Poll: Ron Paul surges to second place nationally, just eight points behind Romney

A surprising national poll released Tuesday found Texas Rep. Ron Paul surging to second place in the GOP presidential field, coming within eight percentage points of front-runner Mitt Romney.

The Reuters/Ipsos poll results show Paul at 21 percent nationally, with Romney, the former Massachusetts governor, at 29 percent.

Former House Speaker Newt Gingrich scored 19 percent support in the poll, conducted Feb. 2–6, while former Pennsylvania Sen. Rick Santorum took 18 percent.

Although national polls are largely insignificant in a primary season where individual states are of crucial importance, they do indicate trends in voter preferences.

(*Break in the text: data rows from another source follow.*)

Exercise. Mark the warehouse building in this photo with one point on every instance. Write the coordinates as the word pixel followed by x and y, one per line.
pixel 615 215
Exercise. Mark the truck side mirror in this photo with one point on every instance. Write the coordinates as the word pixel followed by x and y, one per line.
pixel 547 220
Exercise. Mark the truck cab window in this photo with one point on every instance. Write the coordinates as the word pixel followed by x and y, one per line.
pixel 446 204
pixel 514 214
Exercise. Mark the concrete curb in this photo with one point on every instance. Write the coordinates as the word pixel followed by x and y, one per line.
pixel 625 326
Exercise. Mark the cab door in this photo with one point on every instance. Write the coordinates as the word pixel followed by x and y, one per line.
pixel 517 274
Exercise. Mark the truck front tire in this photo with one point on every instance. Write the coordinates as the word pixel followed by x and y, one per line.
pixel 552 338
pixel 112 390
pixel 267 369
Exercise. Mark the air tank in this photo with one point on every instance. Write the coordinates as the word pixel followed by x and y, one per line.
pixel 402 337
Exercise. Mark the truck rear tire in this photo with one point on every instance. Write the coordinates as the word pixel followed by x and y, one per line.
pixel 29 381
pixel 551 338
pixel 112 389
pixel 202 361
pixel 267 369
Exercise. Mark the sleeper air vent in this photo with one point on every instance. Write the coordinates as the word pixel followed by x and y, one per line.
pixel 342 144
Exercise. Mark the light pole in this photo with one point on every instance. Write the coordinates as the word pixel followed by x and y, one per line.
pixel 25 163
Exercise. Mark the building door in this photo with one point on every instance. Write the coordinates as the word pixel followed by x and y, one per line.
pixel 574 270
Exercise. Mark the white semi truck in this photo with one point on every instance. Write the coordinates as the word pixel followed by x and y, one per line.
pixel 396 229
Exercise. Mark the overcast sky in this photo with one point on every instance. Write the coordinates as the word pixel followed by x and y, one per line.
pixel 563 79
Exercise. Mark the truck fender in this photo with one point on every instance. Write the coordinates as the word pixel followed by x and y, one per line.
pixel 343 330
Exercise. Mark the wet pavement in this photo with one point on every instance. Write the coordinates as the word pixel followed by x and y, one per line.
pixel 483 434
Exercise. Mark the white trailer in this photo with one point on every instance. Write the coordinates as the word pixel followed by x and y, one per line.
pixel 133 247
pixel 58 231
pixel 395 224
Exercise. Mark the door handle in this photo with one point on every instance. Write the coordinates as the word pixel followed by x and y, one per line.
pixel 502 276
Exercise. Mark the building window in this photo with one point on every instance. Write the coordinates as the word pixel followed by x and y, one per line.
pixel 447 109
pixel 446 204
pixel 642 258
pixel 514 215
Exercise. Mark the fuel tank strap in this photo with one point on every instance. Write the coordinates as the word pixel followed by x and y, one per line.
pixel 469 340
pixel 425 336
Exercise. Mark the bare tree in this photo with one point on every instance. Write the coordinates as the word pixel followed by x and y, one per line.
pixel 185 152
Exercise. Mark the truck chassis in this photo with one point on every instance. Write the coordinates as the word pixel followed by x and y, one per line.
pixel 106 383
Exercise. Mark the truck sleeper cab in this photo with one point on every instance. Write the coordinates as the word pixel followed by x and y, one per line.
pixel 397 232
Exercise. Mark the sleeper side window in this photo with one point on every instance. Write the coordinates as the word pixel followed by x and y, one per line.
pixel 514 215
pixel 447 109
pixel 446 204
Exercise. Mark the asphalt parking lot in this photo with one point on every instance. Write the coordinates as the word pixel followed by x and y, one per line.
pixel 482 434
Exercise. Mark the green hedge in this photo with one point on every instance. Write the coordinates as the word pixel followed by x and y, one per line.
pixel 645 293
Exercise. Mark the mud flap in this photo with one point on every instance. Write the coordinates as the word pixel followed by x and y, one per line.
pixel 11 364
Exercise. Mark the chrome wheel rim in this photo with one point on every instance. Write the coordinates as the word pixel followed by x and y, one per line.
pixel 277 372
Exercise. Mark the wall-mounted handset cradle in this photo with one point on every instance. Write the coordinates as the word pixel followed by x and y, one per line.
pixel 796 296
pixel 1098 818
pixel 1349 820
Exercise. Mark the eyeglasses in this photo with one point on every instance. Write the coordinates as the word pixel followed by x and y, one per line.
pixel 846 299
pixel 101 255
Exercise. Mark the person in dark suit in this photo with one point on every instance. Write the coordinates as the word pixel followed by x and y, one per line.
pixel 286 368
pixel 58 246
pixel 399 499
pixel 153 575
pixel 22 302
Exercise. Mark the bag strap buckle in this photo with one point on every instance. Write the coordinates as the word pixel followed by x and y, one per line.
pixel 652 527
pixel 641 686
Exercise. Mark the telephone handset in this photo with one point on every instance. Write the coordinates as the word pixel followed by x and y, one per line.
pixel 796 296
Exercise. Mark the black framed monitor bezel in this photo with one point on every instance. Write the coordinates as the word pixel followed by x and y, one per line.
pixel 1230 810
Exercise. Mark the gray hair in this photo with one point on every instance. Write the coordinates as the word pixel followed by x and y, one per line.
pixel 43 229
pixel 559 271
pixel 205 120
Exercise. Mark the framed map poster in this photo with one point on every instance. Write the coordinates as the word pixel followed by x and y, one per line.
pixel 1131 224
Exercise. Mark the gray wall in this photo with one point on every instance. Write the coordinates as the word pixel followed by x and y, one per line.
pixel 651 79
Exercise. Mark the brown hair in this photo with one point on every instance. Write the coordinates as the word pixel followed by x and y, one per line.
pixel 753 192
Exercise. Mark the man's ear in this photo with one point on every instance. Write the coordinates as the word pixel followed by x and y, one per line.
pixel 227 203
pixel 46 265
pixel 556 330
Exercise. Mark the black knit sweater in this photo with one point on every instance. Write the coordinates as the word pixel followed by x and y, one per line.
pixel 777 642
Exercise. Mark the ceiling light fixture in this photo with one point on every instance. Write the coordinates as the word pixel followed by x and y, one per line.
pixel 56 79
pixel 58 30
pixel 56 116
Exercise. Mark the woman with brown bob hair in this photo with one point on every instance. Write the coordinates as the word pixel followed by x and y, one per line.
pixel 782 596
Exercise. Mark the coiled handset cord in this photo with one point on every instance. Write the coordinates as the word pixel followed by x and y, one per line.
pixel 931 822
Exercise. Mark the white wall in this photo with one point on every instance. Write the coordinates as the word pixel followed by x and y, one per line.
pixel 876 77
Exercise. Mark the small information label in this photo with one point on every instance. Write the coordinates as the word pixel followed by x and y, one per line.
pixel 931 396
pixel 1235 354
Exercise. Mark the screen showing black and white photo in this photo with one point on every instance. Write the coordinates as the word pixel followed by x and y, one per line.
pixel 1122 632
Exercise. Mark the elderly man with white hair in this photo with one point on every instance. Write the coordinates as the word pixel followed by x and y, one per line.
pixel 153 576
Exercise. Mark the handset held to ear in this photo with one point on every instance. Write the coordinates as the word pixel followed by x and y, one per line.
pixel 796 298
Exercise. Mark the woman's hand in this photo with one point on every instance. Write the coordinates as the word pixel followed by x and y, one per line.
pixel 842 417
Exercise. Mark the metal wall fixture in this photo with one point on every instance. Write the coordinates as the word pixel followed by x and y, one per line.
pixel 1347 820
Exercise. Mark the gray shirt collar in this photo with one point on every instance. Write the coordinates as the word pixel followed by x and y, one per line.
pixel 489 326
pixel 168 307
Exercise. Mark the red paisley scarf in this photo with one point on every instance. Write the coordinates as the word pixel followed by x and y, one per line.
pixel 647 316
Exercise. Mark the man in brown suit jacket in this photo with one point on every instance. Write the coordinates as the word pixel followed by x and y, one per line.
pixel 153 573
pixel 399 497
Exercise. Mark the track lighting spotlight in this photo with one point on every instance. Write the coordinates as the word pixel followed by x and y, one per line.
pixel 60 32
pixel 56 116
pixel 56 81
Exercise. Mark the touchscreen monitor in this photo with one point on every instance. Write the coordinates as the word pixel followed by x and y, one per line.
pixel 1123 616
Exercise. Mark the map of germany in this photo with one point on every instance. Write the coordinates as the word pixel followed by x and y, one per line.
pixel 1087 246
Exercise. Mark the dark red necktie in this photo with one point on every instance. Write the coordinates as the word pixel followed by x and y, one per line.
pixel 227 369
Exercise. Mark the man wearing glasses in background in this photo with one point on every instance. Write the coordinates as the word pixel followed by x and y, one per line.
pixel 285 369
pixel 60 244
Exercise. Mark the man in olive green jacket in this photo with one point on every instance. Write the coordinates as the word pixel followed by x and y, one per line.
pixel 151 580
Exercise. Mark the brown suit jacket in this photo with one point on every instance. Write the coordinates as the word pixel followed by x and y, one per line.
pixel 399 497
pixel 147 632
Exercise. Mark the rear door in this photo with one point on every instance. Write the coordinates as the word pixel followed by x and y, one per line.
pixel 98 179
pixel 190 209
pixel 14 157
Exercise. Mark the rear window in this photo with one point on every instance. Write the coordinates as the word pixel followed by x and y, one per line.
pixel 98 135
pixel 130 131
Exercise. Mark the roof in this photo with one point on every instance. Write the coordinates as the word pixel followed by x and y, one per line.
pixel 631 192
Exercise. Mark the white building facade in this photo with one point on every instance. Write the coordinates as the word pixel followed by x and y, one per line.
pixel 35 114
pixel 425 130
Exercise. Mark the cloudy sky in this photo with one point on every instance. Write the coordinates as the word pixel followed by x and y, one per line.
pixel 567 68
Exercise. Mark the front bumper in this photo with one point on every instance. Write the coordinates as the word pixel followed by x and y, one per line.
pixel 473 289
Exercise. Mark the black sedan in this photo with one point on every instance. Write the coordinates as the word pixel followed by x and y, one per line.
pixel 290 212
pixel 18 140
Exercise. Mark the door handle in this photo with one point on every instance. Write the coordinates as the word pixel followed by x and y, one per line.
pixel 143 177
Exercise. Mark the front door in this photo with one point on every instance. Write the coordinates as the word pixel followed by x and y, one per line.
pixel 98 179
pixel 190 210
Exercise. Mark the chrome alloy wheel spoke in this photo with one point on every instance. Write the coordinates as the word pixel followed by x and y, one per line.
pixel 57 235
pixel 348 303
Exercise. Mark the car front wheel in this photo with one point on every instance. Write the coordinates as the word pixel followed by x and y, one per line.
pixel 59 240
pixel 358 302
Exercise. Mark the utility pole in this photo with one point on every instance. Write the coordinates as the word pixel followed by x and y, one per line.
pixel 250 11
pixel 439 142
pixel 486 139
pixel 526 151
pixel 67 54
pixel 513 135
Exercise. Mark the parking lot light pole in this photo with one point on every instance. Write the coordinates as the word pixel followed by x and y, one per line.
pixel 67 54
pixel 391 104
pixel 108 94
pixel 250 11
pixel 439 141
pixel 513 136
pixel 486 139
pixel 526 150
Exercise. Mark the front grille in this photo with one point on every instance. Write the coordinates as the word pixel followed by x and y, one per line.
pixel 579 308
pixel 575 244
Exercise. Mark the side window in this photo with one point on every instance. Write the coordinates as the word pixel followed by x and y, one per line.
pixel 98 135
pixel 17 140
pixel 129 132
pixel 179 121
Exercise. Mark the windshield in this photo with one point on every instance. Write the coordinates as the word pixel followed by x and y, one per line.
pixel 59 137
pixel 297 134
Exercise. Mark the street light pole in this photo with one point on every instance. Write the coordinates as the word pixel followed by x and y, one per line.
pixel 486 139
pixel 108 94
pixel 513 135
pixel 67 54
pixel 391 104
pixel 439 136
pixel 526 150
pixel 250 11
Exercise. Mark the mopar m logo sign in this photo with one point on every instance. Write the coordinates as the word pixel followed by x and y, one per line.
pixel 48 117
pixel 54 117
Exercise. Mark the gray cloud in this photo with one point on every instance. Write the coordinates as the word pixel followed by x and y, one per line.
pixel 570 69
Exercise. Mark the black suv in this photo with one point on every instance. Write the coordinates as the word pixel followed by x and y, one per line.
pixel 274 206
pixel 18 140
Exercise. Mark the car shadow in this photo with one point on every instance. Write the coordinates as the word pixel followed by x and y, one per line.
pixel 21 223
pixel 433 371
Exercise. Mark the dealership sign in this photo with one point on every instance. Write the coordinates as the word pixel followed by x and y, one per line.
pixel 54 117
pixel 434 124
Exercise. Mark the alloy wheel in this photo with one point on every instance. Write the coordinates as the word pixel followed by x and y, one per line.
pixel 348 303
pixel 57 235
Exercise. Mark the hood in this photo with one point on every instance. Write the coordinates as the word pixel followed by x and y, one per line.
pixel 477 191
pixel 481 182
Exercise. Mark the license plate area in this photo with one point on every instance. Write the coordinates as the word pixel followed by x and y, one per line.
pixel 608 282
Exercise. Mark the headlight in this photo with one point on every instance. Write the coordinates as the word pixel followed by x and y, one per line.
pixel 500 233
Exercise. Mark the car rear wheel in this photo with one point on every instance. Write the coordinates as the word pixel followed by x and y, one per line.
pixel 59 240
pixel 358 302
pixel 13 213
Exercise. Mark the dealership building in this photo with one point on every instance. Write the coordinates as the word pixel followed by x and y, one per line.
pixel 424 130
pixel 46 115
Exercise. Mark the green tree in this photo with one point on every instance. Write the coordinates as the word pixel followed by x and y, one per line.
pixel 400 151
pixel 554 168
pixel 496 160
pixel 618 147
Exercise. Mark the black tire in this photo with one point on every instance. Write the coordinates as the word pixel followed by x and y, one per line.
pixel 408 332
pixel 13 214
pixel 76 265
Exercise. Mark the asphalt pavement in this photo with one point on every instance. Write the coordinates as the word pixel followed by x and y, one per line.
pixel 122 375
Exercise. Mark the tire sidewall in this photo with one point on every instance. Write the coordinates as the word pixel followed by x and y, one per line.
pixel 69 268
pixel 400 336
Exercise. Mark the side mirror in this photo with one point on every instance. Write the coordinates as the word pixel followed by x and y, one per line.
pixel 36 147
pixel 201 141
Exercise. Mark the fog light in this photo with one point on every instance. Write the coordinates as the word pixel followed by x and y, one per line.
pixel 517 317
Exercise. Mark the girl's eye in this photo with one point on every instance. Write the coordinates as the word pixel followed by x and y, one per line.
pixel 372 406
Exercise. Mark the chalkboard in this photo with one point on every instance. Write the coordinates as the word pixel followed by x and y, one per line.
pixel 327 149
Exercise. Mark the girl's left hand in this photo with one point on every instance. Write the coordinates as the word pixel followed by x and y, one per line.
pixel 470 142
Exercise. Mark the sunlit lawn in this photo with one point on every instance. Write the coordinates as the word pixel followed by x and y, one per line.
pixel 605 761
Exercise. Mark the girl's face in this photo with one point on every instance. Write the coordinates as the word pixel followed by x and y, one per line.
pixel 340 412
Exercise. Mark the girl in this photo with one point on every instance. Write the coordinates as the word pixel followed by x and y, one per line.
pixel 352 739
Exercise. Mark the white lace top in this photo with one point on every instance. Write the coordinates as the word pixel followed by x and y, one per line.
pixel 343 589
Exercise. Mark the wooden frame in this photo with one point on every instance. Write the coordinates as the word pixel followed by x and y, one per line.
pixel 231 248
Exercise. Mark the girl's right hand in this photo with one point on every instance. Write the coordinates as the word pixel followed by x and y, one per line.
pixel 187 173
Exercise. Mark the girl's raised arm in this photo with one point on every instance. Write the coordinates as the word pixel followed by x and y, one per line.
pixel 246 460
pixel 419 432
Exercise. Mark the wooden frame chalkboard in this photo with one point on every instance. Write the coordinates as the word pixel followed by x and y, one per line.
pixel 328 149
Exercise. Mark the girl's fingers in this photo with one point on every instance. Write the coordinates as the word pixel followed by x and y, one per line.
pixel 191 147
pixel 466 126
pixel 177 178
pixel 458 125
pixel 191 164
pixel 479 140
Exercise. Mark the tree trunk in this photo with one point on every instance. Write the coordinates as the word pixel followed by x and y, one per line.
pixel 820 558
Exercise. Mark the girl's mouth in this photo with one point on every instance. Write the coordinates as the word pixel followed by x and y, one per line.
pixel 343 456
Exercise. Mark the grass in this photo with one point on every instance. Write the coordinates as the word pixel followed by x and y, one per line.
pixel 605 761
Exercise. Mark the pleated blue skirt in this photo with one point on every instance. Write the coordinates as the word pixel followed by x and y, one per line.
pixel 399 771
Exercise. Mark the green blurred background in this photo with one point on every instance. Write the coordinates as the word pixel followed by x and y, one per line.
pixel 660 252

Reuters/Ipsos found that despite big wins by Romney in Florida and Nevada, his popularity actually declined since early January. Meanwhile, Paul’s support grew by five percent.

Romney “still hasn’t really convinced all the Republicans across the country that he’s the guy to get behind,” said Ipsos research director Chris Jackson in a statement.

Gingrich’s support slipped slightly, while Santorum’s support also grew by five percentage points since early January. (RELATED: Full coverage of Ron Paul’s campaign)

Paul’s campaign seized on the poll results as evidence of the libertarian favorite’s growing appeal.

“This poll further illustrates that Ron Paul is emerging as the real conservative alternative to Mitt Romney,” said Paul campaign chairman Jesse Benton, “and that he can also obtain the needed support from Independents and disenfranchised Democrats to defeat President Obama in November.”

The poll results significantly reflected only the preferences of self-identified Republican voters. In several states, independent and Democratic voters can also cast ballots in GOP primaries — constituencies seen as favorable to Paul.

Paul supporters have frequently griped that national telephone-based polls underestimate the Texas congressman’s support, because many of his supporters are young and do not have land-line phones.

The Reuters/Ipsos poll, conducted by telephone, featured 405 Republicans, and had a calculated margin of error of 4.9 percentage points.

Paul’s best performance so far this season was a 23 percent showing in New Hampshire, closely followed by 21 percent in Iowa and 19 percent in Nevada.

Most national polls find Paul attracting far less support, with national Rasmussen and Gallup polls released Tuesday pegging his support at 11 percent.